外貨建て保険とは
外貨建て保険とは、保険料の払い込みや保険金の受け取り、積立金の運用などを、日本円ではなく米ドルや豪ドル、ユーロといった外国の通貨(外貨)で行う保険商品のことです。終身保険や養老保険、個人年金保険など、貯蓄性のある保険に外貨建ての仕組みが用いられることが多く、死亡保障や医療保障といった保障機能に加えて、資産形成の手段としても活用されています。
なぜ今、話題なの?
近年、外貨建て保険が注目を集めている主な理由は、日本の低金利政策と円安の進行にあります。

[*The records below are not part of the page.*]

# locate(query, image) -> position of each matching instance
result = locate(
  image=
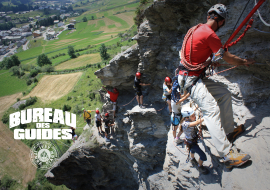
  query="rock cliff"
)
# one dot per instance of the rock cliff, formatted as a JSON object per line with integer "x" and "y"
{"x": 142, "y": 154}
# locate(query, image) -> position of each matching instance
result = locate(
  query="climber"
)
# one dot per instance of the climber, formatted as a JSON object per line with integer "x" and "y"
{"x": 108, "y": 124}
{"x": 87, "y": 116}
{"x": 213, "y": 99}
{"x": 113, "y": 97}
{"x": 188, "y": 127}
{"x": 73, "y": 134}
{"x": 98, "y": 122}
{"x": 167, "y": 90}
{"x": 137, "y": 87}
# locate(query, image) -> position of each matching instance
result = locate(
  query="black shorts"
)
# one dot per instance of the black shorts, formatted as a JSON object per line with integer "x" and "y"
{"x": 138, "y": 91}
{"x": 168, "y": 97}
{"x": 98, "y": 123}
{"x": 88, "y": 121}
{"x": 107, "y": 130}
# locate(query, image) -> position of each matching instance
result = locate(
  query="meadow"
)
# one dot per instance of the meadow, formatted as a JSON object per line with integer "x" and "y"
{"x": 10, "y": 84}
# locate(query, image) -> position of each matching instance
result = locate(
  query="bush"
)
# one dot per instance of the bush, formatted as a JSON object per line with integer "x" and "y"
{"x": 22, "y": 106}
{"x": 47, "y": 69}
{"x": 43, "y": 60}
{"x": 33, "y": 73}
{"x": 92, "y": 95}
{"x": 66, "y": 108}
{"x": 35, "y": 80}
{"x": 29, "y": 82}
{"x": 7, "y": 182}
{"x": 5, "y": 118}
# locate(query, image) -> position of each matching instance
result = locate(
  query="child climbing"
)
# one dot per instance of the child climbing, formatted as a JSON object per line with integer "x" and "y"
{"x": 137, "y": 87}
{"x": 188, "y": 126}
{"x": 113, "y": 97}
{"x": 98, "y": 118}
{"x": 176, "y": 104}
{"x": 108, "y": 124}
{"x": 167, "y": 90}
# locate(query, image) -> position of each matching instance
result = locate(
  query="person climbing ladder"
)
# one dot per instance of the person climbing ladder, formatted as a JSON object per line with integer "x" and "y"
{"x": 113, "y": 97}
{"x": 213, "y": 99}
{"x": 188, "y": 127}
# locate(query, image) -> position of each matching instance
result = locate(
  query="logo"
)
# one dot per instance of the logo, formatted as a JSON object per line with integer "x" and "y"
{"x": 43, "y": 118}
{"x": 43, "y": 154}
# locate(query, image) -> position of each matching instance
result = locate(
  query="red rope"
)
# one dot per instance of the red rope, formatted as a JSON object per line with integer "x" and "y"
{"x": 240, "y": 37}
{"x": 128, "y": 103}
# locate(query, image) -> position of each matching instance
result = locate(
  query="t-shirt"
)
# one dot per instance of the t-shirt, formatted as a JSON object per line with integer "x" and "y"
{"x": 87, "y": 115}
{"x": 176, "y": 108}
{"x": 113, "y": 96}
{"x": 137, "y": 83}
{"x": 190, "y": 132}
{"x": 98, "y": 117}
{"x": 165, "y": 92}
{"x": 107, "y": 122}
{"x": 205, "y": 42}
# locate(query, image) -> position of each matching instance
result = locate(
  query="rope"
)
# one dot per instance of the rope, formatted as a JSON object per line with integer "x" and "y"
{"x": 261, "y": 31}
{"x": 64, "y": 144}
{"x": 128, "y": 103}
{"x": 162, "y": 108}
{"x": 266, "y": 24}
{"x": 240, "y": 17}
{"x": 183, "y": 152}
{"x": 242, "y": 35}
{"x": 223, "y": 71}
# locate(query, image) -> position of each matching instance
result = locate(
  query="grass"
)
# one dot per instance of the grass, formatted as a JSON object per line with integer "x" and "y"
{"x": 79, "y": 62}
{"x": 10, "y": 84}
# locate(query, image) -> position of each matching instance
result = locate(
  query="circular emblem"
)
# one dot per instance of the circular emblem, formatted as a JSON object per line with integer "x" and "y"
{"x": 43, "y": 154}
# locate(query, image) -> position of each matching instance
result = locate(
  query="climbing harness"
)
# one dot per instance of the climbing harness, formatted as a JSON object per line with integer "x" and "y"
{"x": 226, "y": 45}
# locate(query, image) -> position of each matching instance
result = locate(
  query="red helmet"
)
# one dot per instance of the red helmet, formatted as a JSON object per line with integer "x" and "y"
{"x": 138, "y": 74}
{"x": 168, "y": 79}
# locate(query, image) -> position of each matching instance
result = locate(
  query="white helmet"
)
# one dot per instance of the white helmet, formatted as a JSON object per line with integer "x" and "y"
{"x": 187, "y": 111}
{"x": 220, "y": 9}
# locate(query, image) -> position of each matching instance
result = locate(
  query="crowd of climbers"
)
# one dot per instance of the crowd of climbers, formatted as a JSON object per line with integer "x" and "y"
{"x": 213, "y": 99}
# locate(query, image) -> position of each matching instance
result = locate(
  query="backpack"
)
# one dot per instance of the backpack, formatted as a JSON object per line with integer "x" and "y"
{"x": 175, "y": 95}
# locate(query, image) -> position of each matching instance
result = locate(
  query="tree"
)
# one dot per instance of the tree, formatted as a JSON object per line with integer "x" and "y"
{"x": 15, "y": 60}
{"x": 103, "y": 52}
{"x": 71, "y": 52}
{"x": 43, "y": 60}
{"x": 84, "y": 19}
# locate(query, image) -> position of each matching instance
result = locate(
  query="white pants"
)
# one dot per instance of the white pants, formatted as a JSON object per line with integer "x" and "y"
{"x": 216, "y": 105}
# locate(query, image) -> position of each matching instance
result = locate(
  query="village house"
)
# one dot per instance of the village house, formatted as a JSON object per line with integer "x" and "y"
{"x": 50, "y": 35}
{"x": 60, "y": 24}
{"x": 71, "y": 26}
{"x": 37, "y": 33}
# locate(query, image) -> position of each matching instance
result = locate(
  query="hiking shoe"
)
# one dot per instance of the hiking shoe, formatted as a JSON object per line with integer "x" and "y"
{"x": 235, "y": 159}
{"x": 203, "y": 170}
{"x": 194, "y": 162}
{"x": 237, "y": 131}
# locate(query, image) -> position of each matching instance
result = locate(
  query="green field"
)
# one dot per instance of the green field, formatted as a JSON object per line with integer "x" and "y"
{"x": 10, "y": 84}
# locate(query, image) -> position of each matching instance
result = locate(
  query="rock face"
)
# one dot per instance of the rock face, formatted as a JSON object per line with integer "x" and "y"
{"x": 142, "y": 154}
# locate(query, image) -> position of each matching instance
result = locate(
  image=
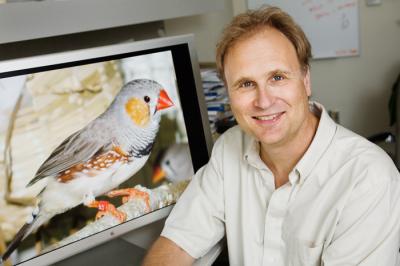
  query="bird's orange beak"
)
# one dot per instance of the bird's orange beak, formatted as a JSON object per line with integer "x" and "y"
{"x": 158, "y": 175}
{"x": 163, "y": 101}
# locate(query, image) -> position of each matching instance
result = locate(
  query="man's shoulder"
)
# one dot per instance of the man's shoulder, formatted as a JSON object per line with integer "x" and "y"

日本の銀行預金金利は非常に低く、円建ての貯蓄型保険商品の予定利率も同様に低水準で推移しています。これに対し、米ドルなどの外貨は日本円よりも高い金利で運用されることが多く、外貨建て保険は、より高い運用益を期待できる可能性があります。
また、円安が進む局面では、外貨建て資産の円換算価値が増加します。例えば、1ドル100円の時に1万ドルの外貨建て保険に加入し、1ドル150円の時に保険金を受け取ると、円換算では100万円が150万円に増えることになります。このような為替差益を期待できる点も、円安が続く現状において多くの関心を集める要因となっています。
どこで使われている?
外貨建て保険は、主に以下のような目的で利用されています。
- 資産形成・貯蓄目的:高い運用利率を期待し、将来のための資金を準備する手段として活用されます。老後資金や教育資金の準備などが挙げられます。
- 分散投資の一環:資産を日本円だけでなく外貨にも分散することで、為替変動リスクを軽減し、ポートフォリオ全体の安定化を図る目的で利用されます。

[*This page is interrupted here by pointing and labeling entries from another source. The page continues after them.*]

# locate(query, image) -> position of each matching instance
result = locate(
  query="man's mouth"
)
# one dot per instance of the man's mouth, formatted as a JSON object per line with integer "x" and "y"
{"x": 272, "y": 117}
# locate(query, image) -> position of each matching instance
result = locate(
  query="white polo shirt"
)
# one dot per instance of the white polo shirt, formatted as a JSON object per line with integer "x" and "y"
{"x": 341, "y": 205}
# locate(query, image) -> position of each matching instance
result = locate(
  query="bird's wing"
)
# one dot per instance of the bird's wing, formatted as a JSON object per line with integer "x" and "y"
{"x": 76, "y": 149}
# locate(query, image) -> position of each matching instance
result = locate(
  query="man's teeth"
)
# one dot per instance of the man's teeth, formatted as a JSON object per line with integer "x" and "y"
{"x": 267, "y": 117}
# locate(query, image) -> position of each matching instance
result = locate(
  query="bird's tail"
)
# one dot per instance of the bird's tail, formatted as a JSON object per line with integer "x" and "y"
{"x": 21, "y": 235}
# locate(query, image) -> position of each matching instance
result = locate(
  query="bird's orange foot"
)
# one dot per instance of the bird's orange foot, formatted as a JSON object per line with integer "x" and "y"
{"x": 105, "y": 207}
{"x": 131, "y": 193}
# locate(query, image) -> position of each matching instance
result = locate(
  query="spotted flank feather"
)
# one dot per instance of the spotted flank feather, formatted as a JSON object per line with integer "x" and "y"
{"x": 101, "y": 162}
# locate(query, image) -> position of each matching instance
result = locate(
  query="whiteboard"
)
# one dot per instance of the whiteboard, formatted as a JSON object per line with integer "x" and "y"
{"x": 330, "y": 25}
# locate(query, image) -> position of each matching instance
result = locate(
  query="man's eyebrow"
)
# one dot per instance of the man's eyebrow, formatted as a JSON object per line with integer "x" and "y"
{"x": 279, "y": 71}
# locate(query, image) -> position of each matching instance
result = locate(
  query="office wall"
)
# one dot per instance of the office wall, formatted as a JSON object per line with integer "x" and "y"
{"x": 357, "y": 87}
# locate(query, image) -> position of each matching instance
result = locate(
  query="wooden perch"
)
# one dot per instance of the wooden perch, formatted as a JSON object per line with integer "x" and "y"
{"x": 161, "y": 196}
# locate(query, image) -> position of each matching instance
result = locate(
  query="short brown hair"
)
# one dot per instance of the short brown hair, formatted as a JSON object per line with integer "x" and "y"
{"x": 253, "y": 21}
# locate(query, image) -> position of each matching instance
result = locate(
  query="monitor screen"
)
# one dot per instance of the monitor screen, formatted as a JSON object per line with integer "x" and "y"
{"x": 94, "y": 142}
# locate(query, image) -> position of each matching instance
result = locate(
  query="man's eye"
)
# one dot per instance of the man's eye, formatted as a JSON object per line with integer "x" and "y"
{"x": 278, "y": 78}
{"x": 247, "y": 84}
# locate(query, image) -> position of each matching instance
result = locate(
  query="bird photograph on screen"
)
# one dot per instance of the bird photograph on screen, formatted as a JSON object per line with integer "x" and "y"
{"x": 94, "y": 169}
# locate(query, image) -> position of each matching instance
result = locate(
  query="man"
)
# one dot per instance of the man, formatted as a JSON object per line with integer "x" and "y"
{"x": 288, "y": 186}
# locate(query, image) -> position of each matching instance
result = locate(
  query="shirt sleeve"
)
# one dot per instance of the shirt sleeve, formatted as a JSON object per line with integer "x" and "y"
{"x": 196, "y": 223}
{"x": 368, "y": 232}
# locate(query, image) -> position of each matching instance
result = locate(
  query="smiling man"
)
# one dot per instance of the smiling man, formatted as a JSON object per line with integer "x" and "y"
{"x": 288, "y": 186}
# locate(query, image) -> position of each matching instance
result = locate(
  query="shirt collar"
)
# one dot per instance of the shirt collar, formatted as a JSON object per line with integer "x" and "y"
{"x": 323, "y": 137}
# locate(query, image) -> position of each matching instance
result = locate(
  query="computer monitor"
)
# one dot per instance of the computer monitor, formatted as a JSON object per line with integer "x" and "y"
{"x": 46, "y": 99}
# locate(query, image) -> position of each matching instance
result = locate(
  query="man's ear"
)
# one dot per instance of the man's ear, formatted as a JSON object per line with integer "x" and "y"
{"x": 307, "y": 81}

- 相続対策:生命保険の非課税枠を活用し、相続税対策として利用されるケースもあります。
覚えておくポイント
外貨建て保険には魅力的な側面がある一方で、いくつかの重要なポイントを理解しておく必要があります。
- 為替リスク:外貨建て保険の最大の特徴であり、注意すべき点です。保険料を支払う時や保険金を受け取る時の為替レートによって、円換算した際の金額が変動します。円安時にはメリットとなることがありますが、円高時には元本割れするリスクもあります。

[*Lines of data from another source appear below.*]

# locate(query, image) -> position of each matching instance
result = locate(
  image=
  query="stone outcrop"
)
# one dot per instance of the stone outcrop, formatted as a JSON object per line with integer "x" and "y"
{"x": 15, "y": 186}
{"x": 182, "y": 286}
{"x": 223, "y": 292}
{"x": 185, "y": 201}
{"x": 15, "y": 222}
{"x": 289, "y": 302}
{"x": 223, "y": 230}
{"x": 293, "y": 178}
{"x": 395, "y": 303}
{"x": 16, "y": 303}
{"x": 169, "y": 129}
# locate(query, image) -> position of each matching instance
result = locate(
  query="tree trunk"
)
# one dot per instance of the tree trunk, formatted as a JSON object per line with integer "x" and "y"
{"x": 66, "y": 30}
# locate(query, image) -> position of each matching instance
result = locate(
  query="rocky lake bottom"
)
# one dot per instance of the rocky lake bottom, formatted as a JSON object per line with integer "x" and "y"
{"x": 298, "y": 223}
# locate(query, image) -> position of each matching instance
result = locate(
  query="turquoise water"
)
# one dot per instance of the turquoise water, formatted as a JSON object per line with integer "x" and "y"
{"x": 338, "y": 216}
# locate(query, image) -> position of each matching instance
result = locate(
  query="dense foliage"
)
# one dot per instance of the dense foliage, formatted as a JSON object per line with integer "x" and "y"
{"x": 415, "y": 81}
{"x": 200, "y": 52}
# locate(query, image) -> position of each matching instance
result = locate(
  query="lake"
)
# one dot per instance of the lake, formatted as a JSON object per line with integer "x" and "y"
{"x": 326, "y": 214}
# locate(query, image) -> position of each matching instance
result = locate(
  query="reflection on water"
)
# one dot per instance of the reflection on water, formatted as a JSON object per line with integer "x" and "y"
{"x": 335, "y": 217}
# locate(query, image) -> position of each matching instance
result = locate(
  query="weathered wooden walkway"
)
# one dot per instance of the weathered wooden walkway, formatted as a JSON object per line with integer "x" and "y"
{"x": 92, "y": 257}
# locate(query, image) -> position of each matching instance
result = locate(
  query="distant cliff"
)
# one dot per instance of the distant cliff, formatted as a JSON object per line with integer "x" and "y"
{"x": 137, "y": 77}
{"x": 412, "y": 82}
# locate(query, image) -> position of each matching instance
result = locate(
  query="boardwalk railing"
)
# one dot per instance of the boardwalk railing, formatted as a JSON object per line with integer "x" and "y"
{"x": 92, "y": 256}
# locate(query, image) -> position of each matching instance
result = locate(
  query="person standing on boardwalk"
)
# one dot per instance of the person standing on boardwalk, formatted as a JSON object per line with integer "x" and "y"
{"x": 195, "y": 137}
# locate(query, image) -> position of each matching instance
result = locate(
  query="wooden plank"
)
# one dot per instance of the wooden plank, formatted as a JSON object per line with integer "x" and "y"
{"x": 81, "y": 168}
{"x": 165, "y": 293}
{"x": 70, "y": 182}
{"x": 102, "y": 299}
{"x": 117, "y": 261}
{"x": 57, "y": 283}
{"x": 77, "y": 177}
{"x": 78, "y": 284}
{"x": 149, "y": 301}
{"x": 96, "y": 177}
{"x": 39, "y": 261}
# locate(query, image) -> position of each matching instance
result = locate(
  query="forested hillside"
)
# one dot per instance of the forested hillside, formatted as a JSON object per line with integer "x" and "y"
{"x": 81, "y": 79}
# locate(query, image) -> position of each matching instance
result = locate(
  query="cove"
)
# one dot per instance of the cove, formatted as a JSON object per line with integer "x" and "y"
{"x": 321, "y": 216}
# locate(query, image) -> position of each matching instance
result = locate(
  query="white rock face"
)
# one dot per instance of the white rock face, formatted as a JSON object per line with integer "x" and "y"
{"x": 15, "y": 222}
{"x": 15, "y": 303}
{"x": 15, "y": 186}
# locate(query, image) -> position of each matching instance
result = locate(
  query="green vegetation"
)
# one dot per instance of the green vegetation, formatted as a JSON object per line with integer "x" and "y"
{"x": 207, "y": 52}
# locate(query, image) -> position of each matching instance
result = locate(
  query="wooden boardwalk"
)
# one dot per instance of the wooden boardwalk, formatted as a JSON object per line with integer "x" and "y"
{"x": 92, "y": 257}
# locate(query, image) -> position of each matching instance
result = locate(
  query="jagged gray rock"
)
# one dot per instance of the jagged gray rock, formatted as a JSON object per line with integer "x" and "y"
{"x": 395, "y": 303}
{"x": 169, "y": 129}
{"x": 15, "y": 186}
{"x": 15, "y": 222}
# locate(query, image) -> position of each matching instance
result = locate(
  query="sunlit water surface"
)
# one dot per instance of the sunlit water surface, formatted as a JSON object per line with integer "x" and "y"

- 為替手数料:保険料の払い込みや保険金の受け取りの際には、外貨と円を交換する際に為替手数料が発生します。この手数料は、保険会社や金融機関によって異なりますが、運用成績に影響を与えるため、事前に確認が必要です。
- 金利変動リスク:外貨の金利は常に変動しています。契約時の金利が将来にわたって保証されるわけではないため、運用益が期待通りにならない可能性もあります。
- 元本保証はない:外貨建て保険は、預貯金とは異なり元本が保証されている商品ではありません。為替変動や金利変動、運用実績によっては、払い込んだ保険料を下回る結果となることもあります。
- 契約期間の長さ:一般的に、外貨建て保険は長期の契約となることが多く、途中で解約すると解約返戻金が払い込んだ保険料を下回る可能性があります。資金の流動性についても考慮が必要です。
外貨建て保険は、高いリターンを期待できる可能性がある一方で、為替リスクをはじめとする様々なリスクを伴う金融商品です。ご自身の資産状況やリスク許容度を十分に考慮し、商品の内容をよく理解した上で検討することが大切です。
本記事は情報提供を目的としており、特定の保険商品の推奨ではありません。保険の加入・解約は必ず保険会社または資格を持つFP(ファイナンシャルプランナー)にご相談ください。